Ingenuity may be down, but it’s not out.
Scientists at NASA’s Jet Propulsion Laboratory (JPL) gave an update on the downed Ingenuity Mars helicopter on Wednesday (Dec. 11) during the 2024 Annual Meeting of the American Geophysical Union (AGU) in Washington, D.C. After traveling to Mars attached to the Perseverance rover, Ingenuity began a test flight campaign to prove that powered flight in the thin Martian atmosphere was possible. After almost three years of operating on the Red Planet, Ingenuity crashed during its 72nd flight on Jan. 18, 2024, suffering rotor damage that rendered it incapable of ever flying again.
But after conducting the “first aircraft investigation on another world,” Ingenuity’s mission managers at JPL say the helicopter could have a second life on the Red Planet. “We are very proud to report that, even after the hard landing in flight, 72 avionics battery sensors have all been functional, and she still has one final gift for us, which is that she’s now going to continue on as a weather station of sorts, recording telemetry, taking images every single sol and storing them on board,” said Teddy Tzanetos, Ingenuity’s project manager at JPL, during the team’s presentation at AGU.

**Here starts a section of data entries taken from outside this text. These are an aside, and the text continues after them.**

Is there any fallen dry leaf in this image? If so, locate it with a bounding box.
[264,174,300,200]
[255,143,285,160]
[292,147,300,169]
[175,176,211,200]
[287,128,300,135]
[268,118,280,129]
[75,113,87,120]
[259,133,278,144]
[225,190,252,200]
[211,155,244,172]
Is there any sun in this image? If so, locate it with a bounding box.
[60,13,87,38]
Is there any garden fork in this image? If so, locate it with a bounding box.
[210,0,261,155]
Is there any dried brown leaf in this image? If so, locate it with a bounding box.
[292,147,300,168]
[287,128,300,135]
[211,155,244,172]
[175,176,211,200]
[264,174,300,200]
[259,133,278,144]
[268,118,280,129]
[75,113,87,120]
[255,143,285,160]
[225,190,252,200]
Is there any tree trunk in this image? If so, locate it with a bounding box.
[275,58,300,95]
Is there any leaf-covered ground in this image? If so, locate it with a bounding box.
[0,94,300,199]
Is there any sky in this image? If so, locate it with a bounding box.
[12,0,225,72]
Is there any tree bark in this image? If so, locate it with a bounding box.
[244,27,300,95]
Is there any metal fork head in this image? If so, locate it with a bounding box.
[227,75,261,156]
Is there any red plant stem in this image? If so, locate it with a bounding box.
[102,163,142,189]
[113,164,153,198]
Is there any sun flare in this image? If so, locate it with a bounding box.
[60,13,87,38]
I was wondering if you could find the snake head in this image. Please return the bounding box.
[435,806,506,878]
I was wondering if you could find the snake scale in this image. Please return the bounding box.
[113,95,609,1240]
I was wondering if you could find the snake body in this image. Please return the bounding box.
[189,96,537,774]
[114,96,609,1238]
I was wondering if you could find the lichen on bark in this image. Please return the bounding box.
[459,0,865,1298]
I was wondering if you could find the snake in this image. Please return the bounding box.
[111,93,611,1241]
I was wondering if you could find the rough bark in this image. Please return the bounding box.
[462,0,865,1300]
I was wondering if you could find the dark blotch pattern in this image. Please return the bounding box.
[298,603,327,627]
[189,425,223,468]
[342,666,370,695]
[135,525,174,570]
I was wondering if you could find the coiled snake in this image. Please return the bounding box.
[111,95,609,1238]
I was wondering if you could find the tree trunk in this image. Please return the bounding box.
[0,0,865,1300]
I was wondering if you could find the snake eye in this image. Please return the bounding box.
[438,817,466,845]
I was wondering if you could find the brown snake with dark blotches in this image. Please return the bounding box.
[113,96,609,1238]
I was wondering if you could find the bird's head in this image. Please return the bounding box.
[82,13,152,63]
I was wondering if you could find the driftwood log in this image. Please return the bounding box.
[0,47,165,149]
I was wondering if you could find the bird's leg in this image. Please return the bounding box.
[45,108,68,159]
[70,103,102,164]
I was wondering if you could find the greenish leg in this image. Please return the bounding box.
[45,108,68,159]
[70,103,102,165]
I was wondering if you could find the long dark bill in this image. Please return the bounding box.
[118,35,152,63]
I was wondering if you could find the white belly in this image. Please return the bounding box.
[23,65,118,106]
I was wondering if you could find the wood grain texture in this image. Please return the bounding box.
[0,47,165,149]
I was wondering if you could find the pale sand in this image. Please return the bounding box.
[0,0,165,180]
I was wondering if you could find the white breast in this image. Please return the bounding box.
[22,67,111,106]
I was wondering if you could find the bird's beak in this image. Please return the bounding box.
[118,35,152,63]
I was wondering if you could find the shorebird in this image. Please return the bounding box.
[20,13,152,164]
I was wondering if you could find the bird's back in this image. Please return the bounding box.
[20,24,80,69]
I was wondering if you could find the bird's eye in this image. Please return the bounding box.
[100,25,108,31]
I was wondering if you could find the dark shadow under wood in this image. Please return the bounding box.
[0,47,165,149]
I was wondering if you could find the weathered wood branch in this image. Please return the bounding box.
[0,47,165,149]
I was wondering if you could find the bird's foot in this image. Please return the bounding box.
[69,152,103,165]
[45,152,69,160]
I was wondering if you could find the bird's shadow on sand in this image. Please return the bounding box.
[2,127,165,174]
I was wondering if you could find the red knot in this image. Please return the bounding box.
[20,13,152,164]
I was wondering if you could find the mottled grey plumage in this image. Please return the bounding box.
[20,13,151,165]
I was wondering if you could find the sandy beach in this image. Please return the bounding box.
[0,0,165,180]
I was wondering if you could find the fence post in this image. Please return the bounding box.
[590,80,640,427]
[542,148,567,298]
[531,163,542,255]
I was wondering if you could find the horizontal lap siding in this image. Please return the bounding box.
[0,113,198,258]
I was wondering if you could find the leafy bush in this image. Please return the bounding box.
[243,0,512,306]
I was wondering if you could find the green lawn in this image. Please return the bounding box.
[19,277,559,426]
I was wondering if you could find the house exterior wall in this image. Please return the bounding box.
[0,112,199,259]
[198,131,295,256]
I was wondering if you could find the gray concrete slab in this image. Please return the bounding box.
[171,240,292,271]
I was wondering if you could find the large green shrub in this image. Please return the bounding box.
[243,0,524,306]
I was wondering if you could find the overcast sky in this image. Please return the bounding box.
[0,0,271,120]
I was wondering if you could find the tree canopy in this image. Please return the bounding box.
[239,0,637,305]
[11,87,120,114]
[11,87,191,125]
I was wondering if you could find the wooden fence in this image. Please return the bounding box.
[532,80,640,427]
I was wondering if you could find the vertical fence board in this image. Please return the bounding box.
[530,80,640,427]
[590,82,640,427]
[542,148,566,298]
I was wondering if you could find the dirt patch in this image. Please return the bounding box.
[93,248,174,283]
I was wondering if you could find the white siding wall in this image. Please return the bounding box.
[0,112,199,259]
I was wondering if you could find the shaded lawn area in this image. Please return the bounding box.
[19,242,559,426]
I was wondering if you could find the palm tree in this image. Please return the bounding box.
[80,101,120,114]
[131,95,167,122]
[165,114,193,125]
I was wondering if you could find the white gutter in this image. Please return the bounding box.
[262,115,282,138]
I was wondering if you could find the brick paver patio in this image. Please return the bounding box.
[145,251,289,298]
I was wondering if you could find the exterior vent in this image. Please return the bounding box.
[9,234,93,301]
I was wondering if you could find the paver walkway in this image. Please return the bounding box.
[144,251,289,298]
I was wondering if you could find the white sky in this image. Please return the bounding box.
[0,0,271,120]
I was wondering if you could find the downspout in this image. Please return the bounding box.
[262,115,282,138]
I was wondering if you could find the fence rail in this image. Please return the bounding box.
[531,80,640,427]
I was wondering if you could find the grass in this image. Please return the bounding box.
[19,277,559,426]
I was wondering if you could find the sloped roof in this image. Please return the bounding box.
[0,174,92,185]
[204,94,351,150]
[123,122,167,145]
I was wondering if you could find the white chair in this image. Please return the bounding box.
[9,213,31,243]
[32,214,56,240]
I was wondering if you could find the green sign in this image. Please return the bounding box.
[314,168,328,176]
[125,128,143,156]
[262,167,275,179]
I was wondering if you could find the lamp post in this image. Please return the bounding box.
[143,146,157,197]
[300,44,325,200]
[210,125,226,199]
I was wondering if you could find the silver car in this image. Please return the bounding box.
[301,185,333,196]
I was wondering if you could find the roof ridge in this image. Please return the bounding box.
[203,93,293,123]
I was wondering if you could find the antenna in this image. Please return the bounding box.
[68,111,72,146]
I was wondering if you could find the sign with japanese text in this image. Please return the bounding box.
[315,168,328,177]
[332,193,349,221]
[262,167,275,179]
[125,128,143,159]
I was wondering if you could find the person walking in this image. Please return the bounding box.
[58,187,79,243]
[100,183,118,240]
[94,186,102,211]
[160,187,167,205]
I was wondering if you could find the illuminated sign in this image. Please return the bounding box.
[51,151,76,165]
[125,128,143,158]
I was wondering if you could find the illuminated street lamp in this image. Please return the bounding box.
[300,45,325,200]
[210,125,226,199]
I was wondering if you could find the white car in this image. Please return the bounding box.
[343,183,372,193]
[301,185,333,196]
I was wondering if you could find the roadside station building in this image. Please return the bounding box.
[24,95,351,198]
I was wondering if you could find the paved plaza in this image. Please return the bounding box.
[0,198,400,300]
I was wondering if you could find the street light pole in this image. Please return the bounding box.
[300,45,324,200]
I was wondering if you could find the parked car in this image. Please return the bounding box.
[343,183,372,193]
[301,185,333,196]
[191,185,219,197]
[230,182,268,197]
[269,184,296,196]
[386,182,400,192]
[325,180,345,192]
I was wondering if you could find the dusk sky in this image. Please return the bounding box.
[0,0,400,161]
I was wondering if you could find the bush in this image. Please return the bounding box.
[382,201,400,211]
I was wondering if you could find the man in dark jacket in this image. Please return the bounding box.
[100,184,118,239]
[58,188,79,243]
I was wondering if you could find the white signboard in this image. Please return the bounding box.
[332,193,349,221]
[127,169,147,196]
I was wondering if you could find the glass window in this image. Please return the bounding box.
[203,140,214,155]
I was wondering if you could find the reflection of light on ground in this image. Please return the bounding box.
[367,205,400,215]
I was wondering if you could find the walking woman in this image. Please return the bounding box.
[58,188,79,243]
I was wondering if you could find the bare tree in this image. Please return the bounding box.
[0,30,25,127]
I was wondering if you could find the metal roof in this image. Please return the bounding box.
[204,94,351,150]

JPL has spent months investigating Ingenuity’s crash, and determined that the helicopter’s navigation systems had too little information to go with due to the monotone, bland texture of the Martian surface.
“This does not mean that we’ve been able to figure out everything about the flight,” said Ingenuity’s first pilot, JPL’s Håvard Grip, at today’s presentation at AGU 2024. “Our conclusion is that we don’t have enough information to disentangle some of the details about the sequence of events right around landing.”
Grip added that, while the team’s investigation is over, it is far from complete due to the vast distance between JPL and Ingenuity’s final resting place.
“One of the things that makes it difficult to investigate this is the relative lack of information,” he said. “The accident site itself is about, you know — it’s more than 100 million miles [160 million kilometers] away. There’s no black box, there are no eyewitnesses. We can’t walk up and touch anything, so we have to work with the small pieces of information that we have.”
However, JPL scientists added that, aside from its mission-ending rotor damage, Ingenuity remains in otherwise good health. In fact, if you were to ask the helicopter itself, Ingenuity would report that everything is fine, Tzanetos said.
“If you were to query Ingenuity’s health system, she’s green across the board as far as she’s concerned. She doesn’t have a sensor on the rotor system to detect the damage. But we are very proud to report that, even after the hard landing on flight 72, avionics, battery, [and] sensors have all been functional.”
Tzanetos added that Ingenuity has around 20 years’ worth of onboard storage remaining, meaning it can keep taking measurements and images every Martian sol (a solar day on Mars).
But there may be no way to get that data back to Earth. The Perseverance rover, through which Ingenuity communicates via radio link in order to send its data back to its mission team, is now 1.8 miles (3 km) away from the helicopter. Soon, Ingenuity might lose its ability to communicate with its human controllers on Earth.
“I think it’s a good bet that, within the next month, we’ll lose contact forever, or until we come back in 20 years with astronauts, or until we turn back for sample return,” Tzanetos said during the presentation at AGU.
Despite its crash, Ingenuity proved to be wildly successful. The helicopter was designed to make only five flights on Mars, and ended up making 72. Because it was only a flight demonstrator, the helicopter was not designed to carry science instruments.
But JPL is already looking to the future of powered flight on Mars. During today’s presentation at AGU, JPL scientists presented a video of a new Red Planet helicopter concept known as Mars Chopper.
The design is still conceptual and does not have a timeline for reaching Mars, but JPL is envisioning a six-rotor concept that is 20 times heavier than Ingenuity and could carry “several pounds of science equipment and autonomously explore remote Martian locations while traveling up to 2 miles (3 kilometers) in a day, according to a JPL statement.